Interpretasi dari kata-kata
Menurut kamus, kebanggaan dapat didefinisikan sebagai:
- Harga diri, harga diri.
- Kepuasan tindakan apapun.
- Meningkat harga diri, kebanggaan, kesombongan.
Seperti yang Anda lihat, di satu sisi, itu adalah - perasaan positif bahwa orang pengalaman dalam kaitannya dengan diri mereka sendiri dan orang lain. Di sisi lain - itu adalah sebuah konsep negatif, sebagai seorang pria bangga meninggikan diri, meremehkan orang-orang lain. Jadi apa adalah kebanggaan? Baik atau buruk? Dan apakah mungkin untuk menyebutnya rasa baik atau buruk? Itu semua tergantung pada apa yang merupakan inti dari konsep. Jika bakat manusia ini, kerja keras dan keberhasilan, kebanggaan sepatutnya begitu. Ini membawa sukacita dan emosi positif sebagai manusia itu sendiri serta orang lain.
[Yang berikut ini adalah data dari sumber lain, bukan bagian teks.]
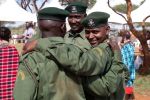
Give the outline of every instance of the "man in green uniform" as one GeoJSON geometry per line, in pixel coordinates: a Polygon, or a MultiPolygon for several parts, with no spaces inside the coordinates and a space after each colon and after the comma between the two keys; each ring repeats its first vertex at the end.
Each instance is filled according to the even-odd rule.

Tapi sering dan sehingga mengatakan perasaan yang dialami tanpa alasan apapun. Sebagai contoh, gadis-gadis cantik sering mengangkat diri mereka sendiri dan mempermalukan orang-orang yang dalam hal ini kurang beruntung. Data pada kualitas alam tidak harus menyebabkan perasaan seperti kebanggaan. Arti dari kata-kata dalam hal ini adalah negatif.
pemahaman yang berbeda dari kata
Konsep yang sama di waktu yang berbeda dapat memiliki arti positif dan negatif. Contoh yang mencolok dari ini adalah kebanggaan nasional. Dalam kebanyakan kasus, perasaan ini diterima. Hal ini mengacu pada cinta dan kasih sayang manusia untuk negara mereka, kesediaan untuk melindungi dan membela kepentingan umum. Sejarah, bagaimanapun, dapat menyebabkan contoh cukup tragis penggunaan konsep ini di Jerman pada 30-40-ies (gagasan superioritas "bangsa superior"), Kekaisaran Inggris di abad ke-19 (gagasan "beban orang kulit putih") dan sebagainya. Apa kebanggaan dalam hal ini, tapi perasaan superioritas perwakilan dari satu bangsa, ras atas orang lain? Seperti yang ditunjukkan oleh pengalaman yang menyedihkan dari generasi masa lalu, tidak membawa sesuatu yang baik.
Kebanggaan dan teman-temannya
Arti kebanggaan dan kebanggaan serupa, tetapi mereka juga memiliki perbedaan yang signifikan. Dalam masyarakat modern, konsep "kebanggaan" digunakan sangat jarang. Hal ini diganti dengan istilah serumpun: kesombongan, ambisi, kesombongan, kesombongan, cinta-diri. Dengan demikian, kita melihat bahwa dalam arti kata tidak ada yang positif. Berbeda dengan kebanggaan, memiliki warna-satunya negatif. Di antara sifat-sifat kebanggaan, kita dapat mencatat: kemunafikan, kesombongan, kemurungan, keras kepala dan kesombongan. Dan ketidakpercayaan, kurangnya kontrol, gelisah, mencari-cari kesalahan, keegoisan dan lancang. Selain itu, orang yang rentan terhadap fana dosa yang melekat sensibilitas, marah, ambisi, kecenderungan untuk dikritik, iri hati dan dendam. Anda juga dapat menghubungi sifat-sifat negatif seperti kekerasan pendirian dan kekejaman, sarkasme, penolakan terhadap norma-norma dan otoritas yang berlaku umum.
Apa adalah kebanggaan, dan kebanggaan adalah apa?
Kedua konsep mungkin memiliki arti yang berlawanan. Dan pada saat yang sama sama-sama negatif. Untuk memahami, Anda perlu tahu apa yang menyebabkan perasaan dan aspirasi tertentu:
- Arogansi, kesombongan, arogansi, kesombongan, keangkuhan - semua ini menunjukkan bahwa manusia merindukan untuk mendapatkan kekuasaan dan penghinaan bagi orang-orang yang memiliki lebih rendah status sosial.
- Ambisi dan ambisi adalah tanda-tanda bahwa seseorang berusaha untuk mencapai kemajuan yang lebih di tangga karir.
- Penghinaan, lancang, penghinaan, lancang dan egoisme menunjukkan kesiapan seseorang untuk mengejar kepentingan mereka di biaya apapun, tanpa melihat pada yang lain.